I wrote three TensorFlow (TF) editions of this book, published by O'Reilly in 2017, 2019, and 2022. If you have already read the latest TensorFlow edition of this book, here are the main changes you will find in this book (for changes between editions 1 and 2, see https://homl.info/changes2, and for changes between editions 2 and 3, see https://homl.info/changes3):
- All the code in the book was updated to recent library versions.
- All the code in Part 2 was migrated from TensorFlow and Keras to PyTorch. There were significant changes in all of these chapters.
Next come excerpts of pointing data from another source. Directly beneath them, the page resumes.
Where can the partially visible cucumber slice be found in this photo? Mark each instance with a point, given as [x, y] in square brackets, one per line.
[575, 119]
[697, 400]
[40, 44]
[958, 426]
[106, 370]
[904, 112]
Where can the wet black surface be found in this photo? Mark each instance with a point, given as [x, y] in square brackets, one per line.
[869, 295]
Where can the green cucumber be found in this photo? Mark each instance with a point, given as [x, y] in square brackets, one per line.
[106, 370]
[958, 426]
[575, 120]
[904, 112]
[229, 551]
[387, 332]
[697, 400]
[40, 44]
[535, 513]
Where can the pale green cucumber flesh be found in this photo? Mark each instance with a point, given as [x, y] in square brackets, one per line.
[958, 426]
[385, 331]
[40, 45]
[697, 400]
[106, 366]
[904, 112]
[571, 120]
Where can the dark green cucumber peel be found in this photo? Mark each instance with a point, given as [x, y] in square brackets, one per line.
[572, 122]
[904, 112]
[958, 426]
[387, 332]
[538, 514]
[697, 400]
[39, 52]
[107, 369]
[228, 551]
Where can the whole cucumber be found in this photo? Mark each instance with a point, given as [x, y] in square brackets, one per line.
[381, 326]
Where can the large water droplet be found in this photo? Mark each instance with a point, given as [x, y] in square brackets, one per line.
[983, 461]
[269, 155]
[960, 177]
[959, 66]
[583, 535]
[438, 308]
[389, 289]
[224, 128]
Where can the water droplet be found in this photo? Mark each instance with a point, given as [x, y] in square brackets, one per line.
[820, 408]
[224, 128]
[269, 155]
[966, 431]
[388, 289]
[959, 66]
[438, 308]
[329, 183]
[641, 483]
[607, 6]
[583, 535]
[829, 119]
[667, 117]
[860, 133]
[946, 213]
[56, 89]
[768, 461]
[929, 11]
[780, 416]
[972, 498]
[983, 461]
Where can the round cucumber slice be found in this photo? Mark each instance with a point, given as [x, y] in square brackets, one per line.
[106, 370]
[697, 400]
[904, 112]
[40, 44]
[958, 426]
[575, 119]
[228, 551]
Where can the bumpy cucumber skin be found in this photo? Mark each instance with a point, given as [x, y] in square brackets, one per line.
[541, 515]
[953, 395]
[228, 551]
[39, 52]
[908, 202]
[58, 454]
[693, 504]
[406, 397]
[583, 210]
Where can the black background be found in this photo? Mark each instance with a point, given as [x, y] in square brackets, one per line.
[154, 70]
- TensorFlow-specific content was removed, including former Chapter 12 (Custom Models and Training with TensorFlow) and Chapter 13 (Loading and Preprocessing Data with TensorFlow), and former Appendices C (Special Data Structures) and D (TensorFlow Graphs).
- The new Chapter 10 now introduces PyTorch, as well as TorchVision, TorchMetrics, and hyperparameter tuning using Optuna.
- I also added three big chapters on transformers (this is by far what required the most work, along with the SSM appendix):
- Chapter 15 covers transformers for natural language processing. We build a Transformer from scratch, and use it to create a translation system from English to Spanish. Then we learn about encoder-only models like BERT, great for text classification tasks, multiple choice question answering, and more. Then we learn about decoder-only models like GPT, which are excellent at text generation, zero-shot learning, and much more. We then proceed to create a Transformer-based chatbot using pretrained models from the Hugging Face Hub. We learn how to fine-tune a pretrained model using SFT, RLHF, and DPO. Finally, we learn about RAG, vector databases, and how to connect the chatbot to tools, including using MCP.
- Chapter 16 presents vision transformers (including ViT, DEiT, PVT, Swin, DINO, and more) and multimodal transformers (including VideoBERT, ViLBERT, CLIP, DALL·E, Perceiver, Flamingo, BLIP, and more).
- Chapter 17, available online at https://homl.info/, discusses several advanced techniques to speed up and scale up transformers. This includes ways to speed up decoding, such as Key/Value caching and speculative decoding. We also look at how to accelerate attention, including sparse attention techniques (such as the Sparse Transformer, LongFormer, BigBird, and the Routing Transformer) and approximate attention techniques (such as the Reformer, Linformer, Performer), and projection-sharing techniques such as multi-query attention, grouped-query attention, and multi-head latent attention, and optimized implementations such as FlashAttention. We then scale up using mixture of experts (MoE), and speed up training using parameter-efficient fine-tuning (PEFT) such as low-rank adaptation (LoRA), activation checkpointing, sequence packing and bucketing, gradient accumulation, and various parallelism techniques.
- Chapter 18 goes into more depth on diffusion models, and also shows how to use pretrained diffusion models.
- Chapter 19 on reinforcement learning now covers Actor-Critic algorithms, including PPO, and it shows how to train your own agent to beat an Atari game, using the Stable-Baselines3 library.
- There are also three new appendices:
- Appendix B (Mixed Precision and Quantization) explains how to shrink models so they can run faster and fit on smaller devices.
- Appendix D (Relative Positional Encoding) discusses advanced positional encoding techniques for transformers.
- Appendix E presents state-space models (SSMs).
- I also added Appendix F on older popular artificial neural network architectures, available online.
- To make room for the newer content, the chapter on support vector machines (SVMs) was moved online and renamed to Appendix C; the last two appendices are also online at the same URL, and the deployment chapter was partially merged into Chapter 10.
The three editions of the TensorFlow/Keras version of this book are nicknamed homl1, homl2, and homl3. This book, which is the first edition of the PyTorch version, is nicknamed homlp. Try saying that three times in a row.
Note that most of the changes compared to the latest TensorFlow edition are in the second part of the book. If you have read homl3, then don't expect big changes in the first part of the book, other than up-to-date libraries: the fundamental concepts of machine learning haven't changed since 2022.